Scotland is now getting 70% of its electricity from renewables (wind, solar, wave and hydro) and plans to be at 100% in 2020. In some months in 2018 Scotland’s renewables generated more 100% of the electricity the country uses. Scotland is innovating in tidal power, driven by the powerful currents in its seas, but onshore and offshore wind play an outsized role in this market. Scotland even has a floating offshore wind turbine (typically offshore wind turbines are sited on islands or are planted on a shallow ocean floor, but one installation off the Scottish coast floats). Renewables generate 16,000 jobs in Scotland, a country of 5.3 million. That would be the equivalent of generating a million jobs in the US economy.
US electricity is still only about 20% from renewables. This low number is a result of unchecked corporate greed in the US and campaigns of climate change denialism.
In Spain, the fragile minority government prime minister Pedro Sánchez, a socialist, has rededicated itself to renewable energy, with a goal of all power coming from renewables by 2050. At the moment, Spain gets 40% of its electricity from renewables, up from 33% last year. If you count heating and other forms of energy beyond just electricity, Spain gets 17% of its total energy from renewables and is trying to get to 20% (a European Union target) by 2020.

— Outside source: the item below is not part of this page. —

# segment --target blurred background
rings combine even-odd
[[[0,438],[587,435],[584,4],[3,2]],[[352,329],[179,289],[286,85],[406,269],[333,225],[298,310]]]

Portugal now gets 55% of its electricity from renewables. Portugal was an early experimenter on ways of mixing and matching various forms of energy by computer (wind often blows at night when there is no sunshine to drive the solar panels).
Scotland, Spain and Portugal have all made tremendous progress in green electricity generation. But they have to decarbonize other sectors of their economies such as transportation, too.
Norway is the star in green transportation. Its parliament passed a resolution urging the banning of gasoline vehicles by 2025, and already about one third of cars sold in Norway during the past year are electric.